Why Primary Care Feels Disconnected: What Patient Data Reveals About Coordination and Support
May 26th, 2026
5 min. read
By Bonnie Reeves, Chief Practice Officer
What does primary care actually look and feel like today? See the data behind today’s primary care experience in the 2026 State of Primary Care Report.
When it comes to your healthcare, the experience rarely happens in just one place.
Care unfolds across appointments, tests, and follow-up conversations. But what often matters just as much is what happens in between.
In those moments between visits, questions begin to surface.
Who is keeping track of everything?
Who is connecting the dots?
And who is helping guide you through what comes next?
Primary care is meant to serve as the center of that experience. But for many patients today, it can feel like something they have to manage on their own.
To better understand how often patients feel their care is truly connected and supported, PartnerMD conducted the Primary Care Check-Up, an online self-assessment completed by more than 500 people.
The Check-Up evaluates the primary care experience across four key areas: access and availability, relationship and time with the physician, prevention and long-term care, and coordination and support. Each area reflects a different part of how care is delivered and experienced over time.
The results point to a deeper issue in how primary care is structured today.
Key Takeaways
- Care often feels disconnected across providers. Coordination & Support scored just 33 out of 100, reflecting a fragmented experience for many patients.
- Patients are left managing more than they should. When coordination falls short, many people take on the responsibility of tracking appointments, following up on results, and connecting information themselves.
- There is real concern that important details are being missed. 80% of respondents say they worry something could slip through the cracks with their current care.

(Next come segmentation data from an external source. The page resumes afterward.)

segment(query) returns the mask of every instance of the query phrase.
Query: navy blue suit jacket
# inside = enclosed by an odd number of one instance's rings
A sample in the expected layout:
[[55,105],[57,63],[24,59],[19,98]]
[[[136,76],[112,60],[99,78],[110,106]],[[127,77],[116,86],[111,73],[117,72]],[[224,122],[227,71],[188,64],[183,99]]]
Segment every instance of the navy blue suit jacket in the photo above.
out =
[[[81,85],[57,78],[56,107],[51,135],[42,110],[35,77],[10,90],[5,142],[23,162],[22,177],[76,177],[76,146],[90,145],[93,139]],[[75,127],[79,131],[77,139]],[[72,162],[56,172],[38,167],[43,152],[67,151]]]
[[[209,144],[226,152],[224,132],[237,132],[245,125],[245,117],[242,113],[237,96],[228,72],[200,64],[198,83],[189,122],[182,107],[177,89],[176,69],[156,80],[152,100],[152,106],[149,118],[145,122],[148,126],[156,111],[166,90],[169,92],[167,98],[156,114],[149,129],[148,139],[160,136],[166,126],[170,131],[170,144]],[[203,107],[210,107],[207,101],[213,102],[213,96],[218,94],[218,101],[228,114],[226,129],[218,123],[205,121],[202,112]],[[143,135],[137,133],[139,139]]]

When Care Is Not Consistently Connected
Coordination and support are often inconsistent in primary care.
In many care experiences, information is spread across multiple providers, appointments, and systems. While each interaction may address a specific need, there is often no clear structure connecting those pieces together over time.
Without that connection, patients are left navigating next steps, follow-up, and communication between providers on their own.
In the Primary Care Check-Up, Coordination & Support received a score of 33 out of 100.
For many patients, this reflects an experience where care is not consistently connected or supported. Instead, coordination happens occasionally, rather than as a reliable part of the care experience.
“My healthcare was average to below average, and since joining PartnerMD, it’s been phenomenal and seamless.”
- Debra Zawadzki, Patient, PartnerMD Midlothian
When Coordination Becomes the Patient’s Job
For many patients, the challenge is not simply that care feels disconnected. It is that someone still has to bring it together.
In practice, that responsibility often shifts to the patient. Only 14% of patients say their doctor completely connects the dots across their care, which helps explain why so many individuals find themselves managing the process on their own.
Patients often find themselves keeping track of appointments, repeating their medical history at each visit, following up on test results, and trying to make sense of recommendations from multiple providers.
What begins as a few additional steps can evolve into an ongoing responsibility.
Patients are no longer just receiving care. They are coordinating it. For those supporting a loved one, that responsibility can become even more complex.
And when questions arise, they are often left determining next steps without consistent guidance or support.
When Something Could Slip Through the Cracks
When care is fragmented and responsibility is unclear, the risk does not always appear immediately. Instead, it develops gradually over time.
Follow-up may be delayed, important information may not be shared between providers, and recommendations may conflict or remain unresolved.
For many patients, this creates a persistent sense of uncertainty.
That concern is reflected in the data. 80% of respondents say they worry that something could slip through the cracks with their current care.
This is not only a coordination issue. It is a support issue.
Without clear oversight and guidance, patients may begin to question whether every aspect of their health is being addressed appropriately.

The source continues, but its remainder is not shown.